Tuesday, May 31, 2011

Thin at the Margins

Slow week as I get back into things. Maybe will work on some ideas for trades later in the week.

Thin at the Margins
Earlier in May it was noted many places that margin debt had been on the rise in a big way. Pragmatic Capitalist had this to say on May 9th:
As we noted earlier this year, margin debt has tended to correlate fairly closely with the direction of the equity market. And according to the latest data from the NYSE, margin debt continues to move higher. In an effort to ride the coattails of the Fed and QE2′s “can’t lose” environment, investors have dipped into their borrowings to buy equities.
There was a chart from Gluskin Sheff:

So what should happen when speculative excess gets out of hand and people are getting a little crazy running in the markets? If you answered increase margin costs to reign in the party, you would be right as it pertains to silver. When we are talking stocks the best answer is to lower margin costs, well it's just the right thing to do:
And Scene: CME LOWERS ES, SP, YM Margins, Despite An INCREASE In Realized Vol

I will say that I am sure this is 100% normal.
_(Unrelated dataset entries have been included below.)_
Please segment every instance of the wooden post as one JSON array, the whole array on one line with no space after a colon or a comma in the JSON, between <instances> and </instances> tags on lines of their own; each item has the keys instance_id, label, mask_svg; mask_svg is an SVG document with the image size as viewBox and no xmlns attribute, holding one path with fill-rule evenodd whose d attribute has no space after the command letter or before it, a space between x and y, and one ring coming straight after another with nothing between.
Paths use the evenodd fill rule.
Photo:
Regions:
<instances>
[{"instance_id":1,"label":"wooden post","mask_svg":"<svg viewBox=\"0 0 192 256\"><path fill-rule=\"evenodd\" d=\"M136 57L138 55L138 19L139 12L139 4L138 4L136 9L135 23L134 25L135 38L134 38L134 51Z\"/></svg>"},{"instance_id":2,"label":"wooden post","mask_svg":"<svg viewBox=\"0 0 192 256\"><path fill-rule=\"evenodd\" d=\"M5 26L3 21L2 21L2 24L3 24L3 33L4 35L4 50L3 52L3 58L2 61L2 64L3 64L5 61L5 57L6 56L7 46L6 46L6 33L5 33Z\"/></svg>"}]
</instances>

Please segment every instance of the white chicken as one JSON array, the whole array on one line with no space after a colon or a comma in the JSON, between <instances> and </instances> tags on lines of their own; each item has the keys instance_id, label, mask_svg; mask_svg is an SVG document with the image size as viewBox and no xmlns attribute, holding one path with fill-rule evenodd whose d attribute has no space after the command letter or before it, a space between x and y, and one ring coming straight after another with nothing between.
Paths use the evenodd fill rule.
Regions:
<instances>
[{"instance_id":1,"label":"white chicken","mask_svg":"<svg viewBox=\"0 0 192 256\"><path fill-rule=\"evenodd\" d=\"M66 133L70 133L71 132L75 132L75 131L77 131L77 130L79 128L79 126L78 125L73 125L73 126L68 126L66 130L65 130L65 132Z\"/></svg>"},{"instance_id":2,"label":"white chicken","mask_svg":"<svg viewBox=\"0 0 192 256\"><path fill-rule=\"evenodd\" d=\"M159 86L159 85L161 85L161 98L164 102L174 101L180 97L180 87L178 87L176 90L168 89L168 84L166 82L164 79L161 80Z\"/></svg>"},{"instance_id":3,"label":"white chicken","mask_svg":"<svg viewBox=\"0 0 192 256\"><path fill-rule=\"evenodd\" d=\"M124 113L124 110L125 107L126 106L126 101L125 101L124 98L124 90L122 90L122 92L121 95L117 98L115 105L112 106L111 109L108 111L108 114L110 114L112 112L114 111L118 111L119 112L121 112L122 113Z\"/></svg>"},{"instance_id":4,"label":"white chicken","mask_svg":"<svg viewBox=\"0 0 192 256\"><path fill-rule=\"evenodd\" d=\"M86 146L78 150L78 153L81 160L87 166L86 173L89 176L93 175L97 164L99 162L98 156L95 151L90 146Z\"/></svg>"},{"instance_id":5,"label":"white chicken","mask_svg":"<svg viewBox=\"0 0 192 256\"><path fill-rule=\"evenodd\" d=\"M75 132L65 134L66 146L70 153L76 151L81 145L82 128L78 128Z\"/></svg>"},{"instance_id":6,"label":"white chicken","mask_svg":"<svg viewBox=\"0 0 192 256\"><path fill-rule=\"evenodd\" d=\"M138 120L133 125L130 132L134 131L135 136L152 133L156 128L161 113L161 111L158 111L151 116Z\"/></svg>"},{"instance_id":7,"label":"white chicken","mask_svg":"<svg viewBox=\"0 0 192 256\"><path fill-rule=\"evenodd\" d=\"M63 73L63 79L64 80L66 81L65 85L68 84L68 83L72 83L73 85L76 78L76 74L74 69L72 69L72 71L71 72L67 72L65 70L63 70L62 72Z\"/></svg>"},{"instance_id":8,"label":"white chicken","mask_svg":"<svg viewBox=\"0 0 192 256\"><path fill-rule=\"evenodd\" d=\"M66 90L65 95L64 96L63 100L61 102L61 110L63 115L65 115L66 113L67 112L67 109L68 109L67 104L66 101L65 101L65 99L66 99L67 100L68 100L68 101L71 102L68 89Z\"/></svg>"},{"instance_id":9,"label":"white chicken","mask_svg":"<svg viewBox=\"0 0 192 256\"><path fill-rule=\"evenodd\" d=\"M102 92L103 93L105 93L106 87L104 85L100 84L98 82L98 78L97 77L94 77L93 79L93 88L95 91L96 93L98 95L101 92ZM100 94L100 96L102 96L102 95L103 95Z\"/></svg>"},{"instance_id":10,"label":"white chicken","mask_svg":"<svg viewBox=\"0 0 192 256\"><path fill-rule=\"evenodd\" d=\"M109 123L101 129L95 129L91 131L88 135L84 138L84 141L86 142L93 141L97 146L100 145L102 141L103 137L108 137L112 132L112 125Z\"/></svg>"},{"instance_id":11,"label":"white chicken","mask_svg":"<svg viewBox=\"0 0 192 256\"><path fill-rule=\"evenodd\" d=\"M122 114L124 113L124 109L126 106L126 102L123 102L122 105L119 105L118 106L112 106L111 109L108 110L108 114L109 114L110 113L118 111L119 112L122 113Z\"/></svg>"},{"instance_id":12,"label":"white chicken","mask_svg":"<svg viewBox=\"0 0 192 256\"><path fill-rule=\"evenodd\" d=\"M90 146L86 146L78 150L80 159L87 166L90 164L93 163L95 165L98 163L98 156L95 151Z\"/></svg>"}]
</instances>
Fun times indeed.

Have a good night.

4 comments:

watchtower said...

This poem was in the Nov 2nd 1929edition of the New York Times:

"As fall the leaves by

Autumn blown,

So fell those lovely

shares I own.

Forlorn, disconsolate

I sing,

Goodbye, goodbye to

everything!

To car and plane and

gleaming yacht

And rather ducal

country cot

That all seemed surely

mine by Spring,

Goodbye, goodbye to

everything!"

They was digging that 'margin' in the twenties.

getyourselfconnected said...

AWESOME find! Nice.

scharfy said...

Gotta disagree here. CME performance bond requirements apply to both longs and shorts, for all products. The available leverage is expanded and contracted based on a number of factors, but these changes apply to BOTH buyers and sellers.

After this reduction in equity index margins, people can lever long OR short with a little less money.

Accordingly, the hikes in silver requirements hamstrung leveraged buyers and sellers equally. If you attribute market selloffs in silver to margin changes, that would imply heavily leveraged longs. Or as they call them - paper longs :)

Plenty of problems out there but the CME runs a pretty fair ship I would say.

getyourselfconnected said...

Margin is a measure of speculation and leverage, both long and short as you say. That some markets had margin increases while stocks get less was comical, and was rewarded today with a killer sell off especially the banks. Surely they must raise margins now? Or will they ban shorts again?